“Globally the average age of a trafficked girl is thirteen,” reads a description of the 2014 narrative feature film, “SOLD.” Adapted from Patricia McCormick’s novel originally published in 2006, the film chronicles the life of Lakshmi, a young girl who must leave her village in Nepal to work in Happiness House, a brothel in Kokata, India.
McCormick’s novel, based on true stories, has already been translated into 32 languages and incorporated into some school’s curriculum. Needless to say, McCormick has received a great deal of global acclaim for this poetic and evocative work.
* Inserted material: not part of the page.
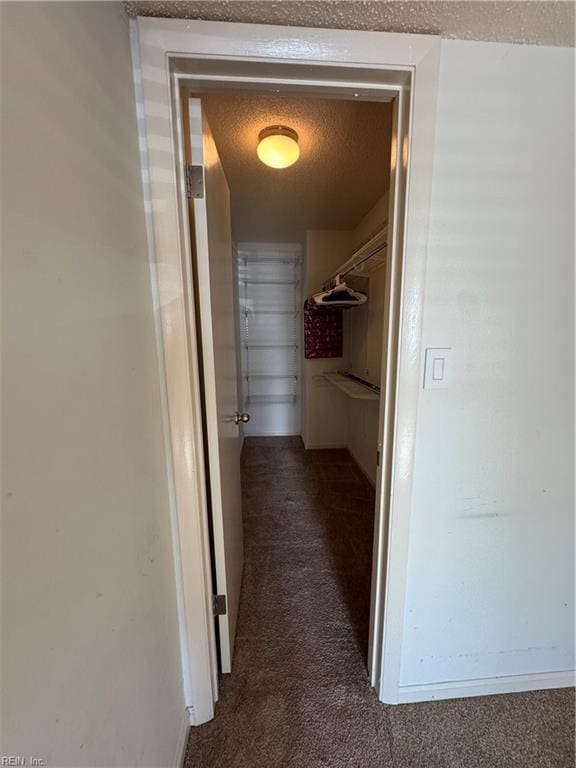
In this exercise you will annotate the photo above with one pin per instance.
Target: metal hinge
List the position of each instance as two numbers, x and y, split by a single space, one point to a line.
219 605
194 181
The film adds an additional dimension to this near inconceivable reality by turning McCormick’s stories into evocative images. By bringing to light the “brutality of child trafficking,” those behind the movie explain on the film’s website that they have aimed to “inspire a global movement to address this crime domestically and internationally.” The film was intentionally written with minimal dialogue so as to make subtitles and dubbing more readily accessible.
In an interview at the 2014 Asian American International Film Festival, McCormick along with “SOLD” director Jeffrey D. Brown (a former Urban parent and spouse of an Urban alum) and producer Jane Charles spoke about the seven year process of researching and creating the film. McCormick explained that in writing the novel, she believed it would be most powerful to tell the story from the girl’s point of view, which is seldom exposed otherwise. Brown, whose expertise in directing is working with kids, shared that he was moved to tears when he first read McCormick’s novel in one sitting.
In the process of creating the film, Charles found it important to show the darkness of the issue in order to seek hope and reach the light. Brown and Charles came across this darkness during the research process, in which they witnessed traumatized young girls in the three-month suicide watch phase after being rescued from brothels.
Since the release of the film in 2014, the movie crew has been partnering with various organizations and campaigns to raise awareness and money for anti-trafficking. The film has also recently been on the radar in the Urban community. On October 13, Brown, was invited to speak in an open meeting in Urban’s very own SWEAR (Students for Women’s Equality and Rights) affinity space. Brown returned to the school on Nov. 2 to speak to students after an afternoon showing of the film, hosted again by SWEAR leaders.
According to one of the film’s trailers, child trafficking exists in every country, and children have become the fastest growing product for sale in the world. Through appealing visuals and thoughtfully crafted dialogue, “SOLD” tells a touching story, exposing a wide audience to the gravity of this extremely troubling worldwide crisis.